Amar se leva et se mit à arpenter la courette. Il regarda le vieux Aïssa qui, visiblement, attendait une réponse immédiate. 
-Je ne laisserai aucun homme s’approcher de Aïcha. C’est elle que je j’aimerais avoir à mes côtés pour le restant de mes jours. Je ne voulais pas précipiter les choses en demandant sa main, avant d’avoir préparé le terrain. J’ai mis du temps pour récupérer mes biens et retaper la maison de mes ancêtres. Comprends-moi donc Ammi Aïssa. Ta fille Aïcha a toujours vécu dans l’opulence, je ne voulais pas l’épouser avant d’avoir assuré son confort. 

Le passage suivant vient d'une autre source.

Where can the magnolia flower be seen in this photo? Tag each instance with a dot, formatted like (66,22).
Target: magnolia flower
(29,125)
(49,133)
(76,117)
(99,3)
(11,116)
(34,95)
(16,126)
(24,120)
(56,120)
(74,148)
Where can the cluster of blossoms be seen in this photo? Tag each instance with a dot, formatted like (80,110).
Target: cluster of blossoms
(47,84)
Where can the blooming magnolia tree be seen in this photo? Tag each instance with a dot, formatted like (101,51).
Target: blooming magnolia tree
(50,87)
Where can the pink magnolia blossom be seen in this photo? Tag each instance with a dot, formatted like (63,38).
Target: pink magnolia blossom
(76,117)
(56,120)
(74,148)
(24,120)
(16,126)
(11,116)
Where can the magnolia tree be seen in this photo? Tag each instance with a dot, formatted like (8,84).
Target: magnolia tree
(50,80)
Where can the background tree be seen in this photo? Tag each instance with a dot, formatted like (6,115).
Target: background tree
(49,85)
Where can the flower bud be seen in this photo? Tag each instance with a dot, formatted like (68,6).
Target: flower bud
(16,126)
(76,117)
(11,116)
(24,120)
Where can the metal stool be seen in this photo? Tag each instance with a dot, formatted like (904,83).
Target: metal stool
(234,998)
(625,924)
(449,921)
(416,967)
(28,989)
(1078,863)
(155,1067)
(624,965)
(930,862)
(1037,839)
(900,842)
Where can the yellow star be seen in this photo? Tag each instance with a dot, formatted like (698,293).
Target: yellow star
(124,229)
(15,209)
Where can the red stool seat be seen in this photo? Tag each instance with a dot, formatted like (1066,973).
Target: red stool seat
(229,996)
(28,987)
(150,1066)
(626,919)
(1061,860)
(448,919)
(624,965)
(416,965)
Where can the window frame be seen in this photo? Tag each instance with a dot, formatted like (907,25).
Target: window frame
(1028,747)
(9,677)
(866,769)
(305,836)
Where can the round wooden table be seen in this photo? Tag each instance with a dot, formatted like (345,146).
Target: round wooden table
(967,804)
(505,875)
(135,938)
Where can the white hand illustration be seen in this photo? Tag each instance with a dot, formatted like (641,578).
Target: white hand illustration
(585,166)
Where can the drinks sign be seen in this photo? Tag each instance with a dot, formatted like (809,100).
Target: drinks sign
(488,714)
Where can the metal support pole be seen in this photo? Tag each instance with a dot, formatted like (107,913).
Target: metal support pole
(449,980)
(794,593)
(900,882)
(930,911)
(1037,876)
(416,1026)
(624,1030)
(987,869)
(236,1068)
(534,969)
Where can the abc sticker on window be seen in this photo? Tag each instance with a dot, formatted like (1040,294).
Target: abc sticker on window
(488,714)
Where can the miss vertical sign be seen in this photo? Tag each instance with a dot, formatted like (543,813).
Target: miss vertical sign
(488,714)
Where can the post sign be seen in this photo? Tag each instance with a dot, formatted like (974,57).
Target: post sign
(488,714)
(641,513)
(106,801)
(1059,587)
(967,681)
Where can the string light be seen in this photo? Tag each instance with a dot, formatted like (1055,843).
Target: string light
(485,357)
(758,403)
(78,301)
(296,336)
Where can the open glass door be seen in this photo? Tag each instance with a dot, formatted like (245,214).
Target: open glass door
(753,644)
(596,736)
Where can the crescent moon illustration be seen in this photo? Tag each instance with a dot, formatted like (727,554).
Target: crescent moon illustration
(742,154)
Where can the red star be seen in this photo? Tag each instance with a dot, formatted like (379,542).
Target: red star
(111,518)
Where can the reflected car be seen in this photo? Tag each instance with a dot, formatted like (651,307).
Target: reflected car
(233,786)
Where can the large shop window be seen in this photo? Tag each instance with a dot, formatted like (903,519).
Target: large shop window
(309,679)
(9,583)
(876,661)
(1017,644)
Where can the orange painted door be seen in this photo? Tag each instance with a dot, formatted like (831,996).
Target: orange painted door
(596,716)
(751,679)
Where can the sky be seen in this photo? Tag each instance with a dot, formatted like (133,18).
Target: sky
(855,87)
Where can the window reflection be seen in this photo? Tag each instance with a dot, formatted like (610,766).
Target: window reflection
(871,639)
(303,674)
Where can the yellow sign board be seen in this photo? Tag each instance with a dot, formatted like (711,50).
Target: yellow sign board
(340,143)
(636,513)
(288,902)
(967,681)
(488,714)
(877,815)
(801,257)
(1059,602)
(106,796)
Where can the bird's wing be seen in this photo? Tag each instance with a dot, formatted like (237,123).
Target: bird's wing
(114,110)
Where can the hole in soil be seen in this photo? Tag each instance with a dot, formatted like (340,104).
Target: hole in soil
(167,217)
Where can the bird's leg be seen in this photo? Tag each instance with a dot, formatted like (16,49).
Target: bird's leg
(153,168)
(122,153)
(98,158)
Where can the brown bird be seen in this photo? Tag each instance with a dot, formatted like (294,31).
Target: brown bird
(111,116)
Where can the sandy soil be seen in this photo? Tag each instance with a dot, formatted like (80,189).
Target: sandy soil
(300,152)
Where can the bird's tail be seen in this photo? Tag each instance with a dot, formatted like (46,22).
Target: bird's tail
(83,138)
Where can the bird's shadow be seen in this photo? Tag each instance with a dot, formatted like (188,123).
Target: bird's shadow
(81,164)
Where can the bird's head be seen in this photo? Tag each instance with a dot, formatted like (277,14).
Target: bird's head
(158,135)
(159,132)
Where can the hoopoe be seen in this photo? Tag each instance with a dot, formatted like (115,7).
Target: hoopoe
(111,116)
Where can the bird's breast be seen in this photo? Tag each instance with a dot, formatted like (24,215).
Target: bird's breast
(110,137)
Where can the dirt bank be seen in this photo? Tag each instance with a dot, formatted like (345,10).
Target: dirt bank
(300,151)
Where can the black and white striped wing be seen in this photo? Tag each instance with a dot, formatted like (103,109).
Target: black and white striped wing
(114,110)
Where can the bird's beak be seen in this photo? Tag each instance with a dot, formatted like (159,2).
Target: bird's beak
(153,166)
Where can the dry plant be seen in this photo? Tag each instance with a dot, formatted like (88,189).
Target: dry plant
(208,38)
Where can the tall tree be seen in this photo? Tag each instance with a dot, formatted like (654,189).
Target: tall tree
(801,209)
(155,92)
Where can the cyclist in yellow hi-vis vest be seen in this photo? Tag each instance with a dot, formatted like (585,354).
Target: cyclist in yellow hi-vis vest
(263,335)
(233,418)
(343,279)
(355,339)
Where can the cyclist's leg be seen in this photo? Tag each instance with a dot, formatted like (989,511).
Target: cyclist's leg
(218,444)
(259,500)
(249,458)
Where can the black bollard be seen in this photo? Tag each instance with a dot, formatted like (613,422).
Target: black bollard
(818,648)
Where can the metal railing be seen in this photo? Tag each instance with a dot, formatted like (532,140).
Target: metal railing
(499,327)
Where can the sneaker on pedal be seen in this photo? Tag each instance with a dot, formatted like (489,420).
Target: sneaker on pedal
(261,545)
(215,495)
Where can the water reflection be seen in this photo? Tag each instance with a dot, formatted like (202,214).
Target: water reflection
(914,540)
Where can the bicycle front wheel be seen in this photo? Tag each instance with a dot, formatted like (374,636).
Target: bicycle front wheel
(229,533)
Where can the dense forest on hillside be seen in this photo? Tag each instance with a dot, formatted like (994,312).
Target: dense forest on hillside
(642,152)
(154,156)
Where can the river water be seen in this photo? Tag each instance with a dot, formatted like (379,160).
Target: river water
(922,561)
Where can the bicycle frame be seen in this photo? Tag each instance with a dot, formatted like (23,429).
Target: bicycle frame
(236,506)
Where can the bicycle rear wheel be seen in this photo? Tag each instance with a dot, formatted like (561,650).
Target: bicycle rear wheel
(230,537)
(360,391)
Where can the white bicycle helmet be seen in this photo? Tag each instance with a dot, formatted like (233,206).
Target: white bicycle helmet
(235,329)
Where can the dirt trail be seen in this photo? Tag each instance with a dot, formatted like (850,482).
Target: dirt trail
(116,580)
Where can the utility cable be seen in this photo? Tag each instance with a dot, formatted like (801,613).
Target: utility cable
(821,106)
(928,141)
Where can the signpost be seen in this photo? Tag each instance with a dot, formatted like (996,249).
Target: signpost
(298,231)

-Et maintenant que tes terres te donnent de belles récoltes et que ta maison est devenue l’une des plus belles du village, qu’attends-tu ?
-Une simple occasion. Une occasion propice pour faire ma demande dans les normes de nos mœurs et coutumes. 
-Et voilà que je viens vers toi en piétinant mœurs et coutumes. 
-Ma foi, j’aurais fait la même chose à ta place. Le temps urge. Je suis certain que Hamid attend une réponse dans les jours à venir.
-Nous y voilà ! Et comme je ne veux que votre bonheur à toi et à ma fille, j’ai préféré venir t’en parler.
-Tu as bien fait, Ammi Aïssa. 
Il se rassit devant le vieil homme et lança d’une voix nouée par l’émotion. 
-Ammi Aïssa, veux-tu m’accorder la main de ton honorable fille Aïcha ? 
Ému, le vieil homme demeura silencieux quelques secondes, avant d’essuyer les larmes qui ruisselaient sur son visage buriné. Il prit les deux mains de Amar et les serra dans les siennes. 
-Je ne trouverai jamais un gendre qui méritera Aïcha autant que toi. Dommage que je ne sache pas pousser de youyous, car ce soir, tout le village m’aurait entendu. 
-Et si jamais le père de Hamid vendait la mèche ?
-Je ne pense pas qu’il le fera. Car au fond, il ne voulait pas de cette union avec sa famille. Il est trop snob. Je pense qu’il sera plutôt heureux d’en finir avec cette affaire. 
Le mariage eut lieu quelques semaines plus tard, en grande pompe. Amar et Aïcha s’unirent pour le meilleur et pour le pire. Une année plus tard, ils seront comblés par la venue d’une jolie fille, qu’ils prénommèrent Meriem. Le bonheur régna durant quelques années sur la famille.